The effect of natalizumab on vaccine tolerance may also be questioned. Natalizumab is an immunosuppressive treatment approved since 2004 for RRMS and administered monthly by intravenous infusion. Over 200'000 people have been treated with natalizumab worldwide [21]. It is a recombinant humanized monoclonal antibody that inhibits the α4-integrin subunit on leukocytes that has shown great clinical efficacy [22,23,24]. By blocking these cell-surface receptors, it reduces leukocytes ability to adhere on brain endothelium and thus to cross the blood-brain barrier [25]. Patients treated with natalizumab present an inverted CD4+/CD8+ ratio in cerebrospinal fluid, a finding often associated with central nervous system (CNS) immunosuppression and opportunistic infections [26]. Indeed, natalizumab has been associated with a higher risk of progressive multifocal leukoencephalopathy, a CNS opportunistic infection caused by reactivation of a latent human polyomavirus 2 (formerly JC virus) [27], and possibly CNS herpesvirus infection [28]. While CNS immunosuppression by natalizumab treatment is well established, the extent of its non-CNS immunosuppression remains to be demonstrated.

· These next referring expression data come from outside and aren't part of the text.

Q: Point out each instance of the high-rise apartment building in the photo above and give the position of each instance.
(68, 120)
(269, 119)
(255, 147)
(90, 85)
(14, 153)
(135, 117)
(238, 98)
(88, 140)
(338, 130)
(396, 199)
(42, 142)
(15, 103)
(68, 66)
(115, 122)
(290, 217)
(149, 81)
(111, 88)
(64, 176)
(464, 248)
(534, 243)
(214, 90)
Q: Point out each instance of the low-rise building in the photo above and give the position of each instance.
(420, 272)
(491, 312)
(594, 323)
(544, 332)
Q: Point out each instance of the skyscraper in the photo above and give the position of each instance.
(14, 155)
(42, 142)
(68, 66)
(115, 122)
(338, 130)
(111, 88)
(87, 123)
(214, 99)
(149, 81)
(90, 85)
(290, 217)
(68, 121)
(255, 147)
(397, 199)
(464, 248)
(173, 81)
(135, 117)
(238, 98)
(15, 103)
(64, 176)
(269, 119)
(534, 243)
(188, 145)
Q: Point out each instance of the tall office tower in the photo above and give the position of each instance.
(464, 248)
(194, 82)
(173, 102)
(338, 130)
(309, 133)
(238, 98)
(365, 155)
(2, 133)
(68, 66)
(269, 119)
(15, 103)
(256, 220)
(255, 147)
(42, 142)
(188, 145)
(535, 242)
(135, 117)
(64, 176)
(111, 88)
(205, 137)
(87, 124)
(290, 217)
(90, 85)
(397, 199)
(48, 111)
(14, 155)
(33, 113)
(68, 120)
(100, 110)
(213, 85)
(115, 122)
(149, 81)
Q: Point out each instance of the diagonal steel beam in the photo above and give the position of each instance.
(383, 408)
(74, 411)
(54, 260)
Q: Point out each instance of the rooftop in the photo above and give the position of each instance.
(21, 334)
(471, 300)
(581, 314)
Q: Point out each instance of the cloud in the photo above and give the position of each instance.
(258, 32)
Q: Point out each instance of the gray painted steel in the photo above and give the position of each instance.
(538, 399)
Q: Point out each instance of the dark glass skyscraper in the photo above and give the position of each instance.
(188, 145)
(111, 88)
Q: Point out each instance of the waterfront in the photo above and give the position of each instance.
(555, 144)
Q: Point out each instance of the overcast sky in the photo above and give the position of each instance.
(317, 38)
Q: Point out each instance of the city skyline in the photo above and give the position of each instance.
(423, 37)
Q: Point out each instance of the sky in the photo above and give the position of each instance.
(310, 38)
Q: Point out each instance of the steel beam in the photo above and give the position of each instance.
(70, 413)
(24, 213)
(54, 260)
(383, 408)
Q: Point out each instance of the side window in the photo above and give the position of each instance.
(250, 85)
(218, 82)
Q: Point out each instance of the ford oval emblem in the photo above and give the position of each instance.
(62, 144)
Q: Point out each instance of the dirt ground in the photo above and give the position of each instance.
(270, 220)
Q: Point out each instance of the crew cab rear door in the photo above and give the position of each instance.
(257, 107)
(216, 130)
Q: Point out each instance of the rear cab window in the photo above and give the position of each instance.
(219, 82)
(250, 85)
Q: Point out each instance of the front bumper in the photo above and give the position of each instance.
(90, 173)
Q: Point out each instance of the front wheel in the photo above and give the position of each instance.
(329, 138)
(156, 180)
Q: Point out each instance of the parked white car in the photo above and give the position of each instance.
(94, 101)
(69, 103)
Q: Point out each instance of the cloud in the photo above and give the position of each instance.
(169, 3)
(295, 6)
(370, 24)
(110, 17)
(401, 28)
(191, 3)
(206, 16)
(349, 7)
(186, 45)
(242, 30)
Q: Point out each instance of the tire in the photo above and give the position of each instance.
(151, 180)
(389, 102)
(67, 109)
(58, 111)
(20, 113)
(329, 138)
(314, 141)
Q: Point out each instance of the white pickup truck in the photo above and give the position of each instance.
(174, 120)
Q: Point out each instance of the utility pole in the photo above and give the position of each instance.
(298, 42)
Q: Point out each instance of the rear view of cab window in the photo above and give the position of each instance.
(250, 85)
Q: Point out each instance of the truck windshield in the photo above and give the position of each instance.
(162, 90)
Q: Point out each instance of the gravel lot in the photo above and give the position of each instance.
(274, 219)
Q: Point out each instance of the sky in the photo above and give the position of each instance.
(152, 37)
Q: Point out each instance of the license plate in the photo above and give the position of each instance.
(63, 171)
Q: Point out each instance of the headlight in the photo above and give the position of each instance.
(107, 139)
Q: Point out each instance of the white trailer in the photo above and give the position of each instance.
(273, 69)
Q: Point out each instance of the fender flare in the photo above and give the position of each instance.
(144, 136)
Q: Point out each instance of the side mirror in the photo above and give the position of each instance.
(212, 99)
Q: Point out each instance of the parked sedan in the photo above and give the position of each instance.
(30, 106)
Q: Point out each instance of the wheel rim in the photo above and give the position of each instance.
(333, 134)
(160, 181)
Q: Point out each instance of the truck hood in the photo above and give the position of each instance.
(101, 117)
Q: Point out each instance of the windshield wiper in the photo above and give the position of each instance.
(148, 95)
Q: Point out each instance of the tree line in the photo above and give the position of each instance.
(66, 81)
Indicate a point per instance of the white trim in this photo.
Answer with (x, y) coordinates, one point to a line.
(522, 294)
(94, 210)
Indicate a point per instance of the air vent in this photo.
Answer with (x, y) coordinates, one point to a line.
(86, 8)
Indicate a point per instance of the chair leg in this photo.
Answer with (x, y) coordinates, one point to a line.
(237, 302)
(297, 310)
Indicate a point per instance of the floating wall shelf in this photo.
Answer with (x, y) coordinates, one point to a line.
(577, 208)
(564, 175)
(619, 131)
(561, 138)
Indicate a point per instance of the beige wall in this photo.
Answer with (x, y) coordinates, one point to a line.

In fact, even if a decrease of IgG and IgM levels in the blood of patients on natalizumab treatment has been reported [29], clinical studies have not found significantly higher incidences of non-CNS infections compared to placebo groups and general population cohorts [22, 30].

Nevertheless, while safety of inactivated vaccines (influenza, hepatitis B, human papillomavirus, tetanus vaccines) has been well established in patients treated with natalizumab [31], data is scarce when it comes to live attenuated vaccine tolerance, such as the MMR vaccine. This has led international guidelines to advise against the administration of the MMR vaccine in all patients treated with immunosuppressive therapies including the new biotherapies for MS due to fears of vaccine-associated disease [5, 6, 31]. More specifically, French [4] and Canadian [3] recommendations argue that despite no supporting data, patients treated by natalizumab should be considered as immunocompromised and thus not be vaccinated with MMR. Yet a retrospective study of 116 patients on immunosuppressive therapy (including one patient on natalizumab treatment) matched with a healthy control group found no difference in local and systemic reactions after receiving a live attenuated vaccine [32]. Moreover, several other studies did not find any worrying adverse effects after MMR vaccination in patients with autoimmune diseases treated by methotrexate and/or biological agents [33] nor in patients on immunosuppressive therapy after solid organ transplantation [34]. These results and the lack of evidence of a non-CNS immunosuppressive effect of natalizumab have led Swiss experts to state that live attenuated vaccines could be given to patients under such treatment after careful risk/benefit ratio assessment [2].

There is insufficient evidence to conclude that natalizumab treatment could favor the onset of vaccine-associated measles, as this case is isolated and vaccine- associated measles have also been described in immunocompetent patients. Nevertheless, this case calls for caution when using live attenuated vaccines in patients treated with immunosuppressive drugs, even without theoretical or proven systemic immunosuppressive effect. This must of course be balanced with the risk of acquiring wild-type measles, all the more in these vulnerable patients. Finally, this case demonstrates the importance of updating vaccinations before starting any immunosuppressive therapy, and strengthening population wide vaccination coverage to improve herd protection for the increasing number of patients on immunomodulatory and immunosuppressive drugs.